Miller, who grew up in the mainline United Church of Canada where his grandfather was a pastor, converted to a more evangelical church in his teens, and went to an evangelical college. Exploring what he saw scripturally, Miller has seen what he calls a “tragic abdication of first principles,” especially around the subject of violence.
Violence is that means by which the state obtains and then maintains space in the world, Miller proposed. But he argues that the foundation of the kingdom of God is not self-preservation. “Seriously,” he says, “the leader of the movement is a guy on a cross!”
In his latest film, J.E.S.U.S.A., Miller hopes to challenge the way that some evangelical Christians perceive violence, that the film will be a call back to the Gospel. He has seen people argue their socio-political perspective, citing their faith in Jesus as the reason, while failing to see the other influences around them that impact their thought process, their epistemology.

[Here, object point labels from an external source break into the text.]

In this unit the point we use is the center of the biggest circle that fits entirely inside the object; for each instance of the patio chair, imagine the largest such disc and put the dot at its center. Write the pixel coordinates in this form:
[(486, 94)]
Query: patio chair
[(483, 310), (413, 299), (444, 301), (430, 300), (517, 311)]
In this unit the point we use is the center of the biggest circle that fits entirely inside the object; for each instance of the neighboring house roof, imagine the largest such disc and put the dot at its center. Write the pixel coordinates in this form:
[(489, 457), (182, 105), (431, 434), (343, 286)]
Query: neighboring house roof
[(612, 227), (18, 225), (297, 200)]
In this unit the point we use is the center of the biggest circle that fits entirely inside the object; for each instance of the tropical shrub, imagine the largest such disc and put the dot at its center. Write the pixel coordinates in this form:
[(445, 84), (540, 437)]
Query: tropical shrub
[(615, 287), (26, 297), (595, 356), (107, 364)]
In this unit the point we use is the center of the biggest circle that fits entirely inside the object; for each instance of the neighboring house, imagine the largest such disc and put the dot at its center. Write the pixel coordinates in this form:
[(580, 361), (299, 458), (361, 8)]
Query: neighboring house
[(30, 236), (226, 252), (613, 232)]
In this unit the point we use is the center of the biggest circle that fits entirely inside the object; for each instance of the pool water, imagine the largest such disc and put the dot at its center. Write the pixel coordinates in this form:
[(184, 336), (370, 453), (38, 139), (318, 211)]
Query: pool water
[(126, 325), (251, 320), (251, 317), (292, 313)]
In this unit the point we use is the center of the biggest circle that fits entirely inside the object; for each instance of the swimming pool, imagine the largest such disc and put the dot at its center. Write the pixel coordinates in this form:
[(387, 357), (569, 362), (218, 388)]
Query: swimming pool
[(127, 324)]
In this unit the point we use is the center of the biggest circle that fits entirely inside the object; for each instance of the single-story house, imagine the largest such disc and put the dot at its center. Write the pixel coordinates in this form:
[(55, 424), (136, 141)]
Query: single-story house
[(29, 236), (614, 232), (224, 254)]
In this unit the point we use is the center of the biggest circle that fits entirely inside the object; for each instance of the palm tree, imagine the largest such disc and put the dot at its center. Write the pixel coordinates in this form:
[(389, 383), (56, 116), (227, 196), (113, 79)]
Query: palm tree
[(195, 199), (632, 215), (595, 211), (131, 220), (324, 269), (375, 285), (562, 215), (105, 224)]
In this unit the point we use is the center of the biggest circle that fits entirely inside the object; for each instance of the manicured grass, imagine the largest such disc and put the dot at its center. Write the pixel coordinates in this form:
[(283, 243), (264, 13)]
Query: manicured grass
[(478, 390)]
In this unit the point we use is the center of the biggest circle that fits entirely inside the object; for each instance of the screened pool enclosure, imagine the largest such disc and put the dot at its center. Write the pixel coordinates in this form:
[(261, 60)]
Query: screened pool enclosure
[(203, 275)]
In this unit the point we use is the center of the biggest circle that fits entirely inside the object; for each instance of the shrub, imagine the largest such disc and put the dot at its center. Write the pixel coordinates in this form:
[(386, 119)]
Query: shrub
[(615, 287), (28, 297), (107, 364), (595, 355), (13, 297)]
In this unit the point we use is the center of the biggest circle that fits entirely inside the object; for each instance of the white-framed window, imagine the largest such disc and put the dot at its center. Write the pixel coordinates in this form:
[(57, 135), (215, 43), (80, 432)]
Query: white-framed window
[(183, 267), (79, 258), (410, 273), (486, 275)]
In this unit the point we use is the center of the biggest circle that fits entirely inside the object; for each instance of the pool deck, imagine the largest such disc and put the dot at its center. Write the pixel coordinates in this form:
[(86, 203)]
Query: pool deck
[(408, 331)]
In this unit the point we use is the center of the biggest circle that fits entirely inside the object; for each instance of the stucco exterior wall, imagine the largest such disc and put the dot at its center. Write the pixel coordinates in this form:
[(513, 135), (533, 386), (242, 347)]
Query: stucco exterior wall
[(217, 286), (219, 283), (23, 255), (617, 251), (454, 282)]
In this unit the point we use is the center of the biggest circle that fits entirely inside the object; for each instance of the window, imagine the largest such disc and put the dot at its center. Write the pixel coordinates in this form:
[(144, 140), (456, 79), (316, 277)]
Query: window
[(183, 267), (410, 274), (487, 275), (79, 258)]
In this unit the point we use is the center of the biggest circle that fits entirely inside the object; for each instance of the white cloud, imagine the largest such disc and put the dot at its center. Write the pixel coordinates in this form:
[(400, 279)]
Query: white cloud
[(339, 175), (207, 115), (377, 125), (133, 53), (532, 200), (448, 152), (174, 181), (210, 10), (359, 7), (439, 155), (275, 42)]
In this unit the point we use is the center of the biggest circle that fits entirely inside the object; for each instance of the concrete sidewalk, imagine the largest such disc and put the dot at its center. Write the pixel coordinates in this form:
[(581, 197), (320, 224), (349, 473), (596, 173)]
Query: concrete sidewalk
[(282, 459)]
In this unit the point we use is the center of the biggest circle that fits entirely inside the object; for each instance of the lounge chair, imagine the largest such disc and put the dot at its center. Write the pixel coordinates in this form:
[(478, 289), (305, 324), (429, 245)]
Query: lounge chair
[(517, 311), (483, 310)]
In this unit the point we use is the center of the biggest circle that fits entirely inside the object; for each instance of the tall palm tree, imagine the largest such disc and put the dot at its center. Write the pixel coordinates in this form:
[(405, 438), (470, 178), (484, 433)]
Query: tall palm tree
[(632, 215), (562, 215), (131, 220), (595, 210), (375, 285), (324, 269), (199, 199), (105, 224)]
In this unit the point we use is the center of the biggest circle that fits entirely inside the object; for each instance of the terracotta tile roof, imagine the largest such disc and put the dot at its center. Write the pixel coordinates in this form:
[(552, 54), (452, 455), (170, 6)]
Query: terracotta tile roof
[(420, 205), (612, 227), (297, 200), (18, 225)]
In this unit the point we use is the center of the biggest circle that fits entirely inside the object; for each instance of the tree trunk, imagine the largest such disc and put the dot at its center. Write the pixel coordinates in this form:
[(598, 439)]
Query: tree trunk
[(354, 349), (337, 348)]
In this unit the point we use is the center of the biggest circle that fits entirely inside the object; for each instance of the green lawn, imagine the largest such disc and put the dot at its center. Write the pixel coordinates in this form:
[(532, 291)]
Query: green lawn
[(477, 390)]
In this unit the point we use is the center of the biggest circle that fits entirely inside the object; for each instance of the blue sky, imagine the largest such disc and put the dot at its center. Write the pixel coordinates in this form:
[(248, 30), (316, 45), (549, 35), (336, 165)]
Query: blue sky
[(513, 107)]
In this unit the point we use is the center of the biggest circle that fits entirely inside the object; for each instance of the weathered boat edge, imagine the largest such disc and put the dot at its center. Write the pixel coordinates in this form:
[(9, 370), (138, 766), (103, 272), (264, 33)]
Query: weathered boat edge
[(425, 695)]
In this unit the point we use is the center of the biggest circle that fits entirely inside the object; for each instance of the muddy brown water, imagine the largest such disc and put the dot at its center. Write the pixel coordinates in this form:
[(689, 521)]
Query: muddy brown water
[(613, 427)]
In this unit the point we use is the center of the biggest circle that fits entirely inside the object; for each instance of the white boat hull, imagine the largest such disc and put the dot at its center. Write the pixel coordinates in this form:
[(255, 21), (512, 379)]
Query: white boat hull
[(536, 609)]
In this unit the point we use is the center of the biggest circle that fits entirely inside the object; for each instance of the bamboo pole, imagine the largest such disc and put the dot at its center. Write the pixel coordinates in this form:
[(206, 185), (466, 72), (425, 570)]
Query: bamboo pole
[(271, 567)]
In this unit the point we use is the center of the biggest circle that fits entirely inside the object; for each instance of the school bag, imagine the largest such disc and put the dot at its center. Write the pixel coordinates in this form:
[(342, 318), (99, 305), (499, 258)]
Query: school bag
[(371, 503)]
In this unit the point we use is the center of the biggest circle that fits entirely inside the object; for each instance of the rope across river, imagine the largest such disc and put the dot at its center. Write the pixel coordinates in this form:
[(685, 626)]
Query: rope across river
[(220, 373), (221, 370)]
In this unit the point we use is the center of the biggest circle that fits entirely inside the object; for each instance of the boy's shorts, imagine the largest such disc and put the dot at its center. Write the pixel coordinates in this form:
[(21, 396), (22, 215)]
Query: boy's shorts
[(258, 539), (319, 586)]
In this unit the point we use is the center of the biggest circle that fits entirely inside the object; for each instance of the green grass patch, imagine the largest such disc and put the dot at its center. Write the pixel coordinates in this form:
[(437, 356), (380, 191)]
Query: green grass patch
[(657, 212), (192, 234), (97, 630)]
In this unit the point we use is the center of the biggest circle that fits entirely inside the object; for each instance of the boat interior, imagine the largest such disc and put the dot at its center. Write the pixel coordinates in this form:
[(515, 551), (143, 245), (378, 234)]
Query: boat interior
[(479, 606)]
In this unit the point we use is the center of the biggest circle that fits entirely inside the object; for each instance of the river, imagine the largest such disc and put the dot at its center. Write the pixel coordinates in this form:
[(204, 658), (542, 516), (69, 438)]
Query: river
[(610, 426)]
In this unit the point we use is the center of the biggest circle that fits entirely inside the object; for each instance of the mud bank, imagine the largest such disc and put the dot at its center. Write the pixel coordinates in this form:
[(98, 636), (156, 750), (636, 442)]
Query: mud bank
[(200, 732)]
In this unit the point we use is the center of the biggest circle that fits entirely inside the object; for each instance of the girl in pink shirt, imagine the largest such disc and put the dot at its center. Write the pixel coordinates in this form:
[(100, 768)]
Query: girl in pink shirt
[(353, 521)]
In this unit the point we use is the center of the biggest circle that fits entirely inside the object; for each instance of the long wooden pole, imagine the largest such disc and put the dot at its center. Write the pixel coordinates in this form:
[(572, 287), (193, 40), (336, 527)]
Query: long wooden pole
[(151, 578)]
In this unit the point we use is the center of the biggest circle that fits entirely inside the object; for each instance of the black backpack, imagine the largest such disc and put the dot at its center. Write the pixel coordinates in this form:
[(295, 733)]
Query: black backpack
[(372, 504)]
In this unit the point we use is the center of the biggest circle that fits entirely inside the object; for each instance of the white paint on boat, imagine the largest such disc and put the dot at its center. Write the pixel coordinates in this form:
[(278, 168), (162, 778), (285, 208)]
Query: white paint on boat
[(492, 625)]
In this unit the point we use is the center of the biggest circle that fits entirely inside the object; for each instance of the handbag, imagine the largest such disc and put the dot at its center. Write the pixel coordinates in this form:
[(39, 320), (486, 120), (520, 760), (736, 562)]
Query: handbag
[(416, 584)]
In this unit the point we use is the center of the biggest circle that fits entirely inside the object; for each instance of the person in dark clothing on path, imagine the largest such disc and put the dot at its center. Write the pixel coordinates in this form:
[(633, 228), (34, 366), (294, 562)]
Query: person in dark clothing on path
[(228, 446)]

“We don’t ask enough, ‘What formed us? How do I use my evaluative grid?’” explained Miller. “We’re always holding tradition and Scripture and then interacting with them through our own experience, without actually realizing it. I try to always have the perspective that I’m ‘probably wrong about this’ and then passionately engaging in exploring it. I’m open with people who propose things different than what I believe.”
In J.E.S.U.S.A., Miller interviews faithful people who believe that they are called to lay aside violent options and people who believe they are called to use any means necessary. He explored their impulse and asked them to share their understanding of Scripture and violence, seeking humble dialogue to explore all sides of the situation.
Miller cites Sheepdog Seminar’s Jimmy Meeks, a law enforcement officer who never drew his gun and doesn’t love violence but in some cases, deems it necessary for leaders to protect others, and Sanctuary Church’s Pastor Sean Moon, who proposes that Christians are kings and queens, instructed by Scripture to bear rods of iron (in modern days, AR-15s). Miller says that he didn’t agree with the men, but that they graciously provided a chance to dialogue, to investigate belief.
“I went out of my way not to belittle or mock people who disagree with me,” Miller said, “but everyone has a bias. I believe in participant observation, approaching people who have an antagonistic view and showing their points of view. I like to say that my documentaries are as unbiased as the people who watch my films!”
Miller went on to say that people often expect a documentary to be objective, as if that’s really possible. “Not only is it impossible, it’s not desirable. People make documentaries because they have a point of view that they want to explore. The key is to be aware of your point of view, your bias, and be able to defend it or, even better, challenge it through the making of the film.
J.E.S.U.S.A. raises some questions about how Scripture is interpreted and how Christians live it out, presenting several perspectives for and against violence. It’s an opportunity to learn from each other, and to investigate the Scripture, and will be available soon.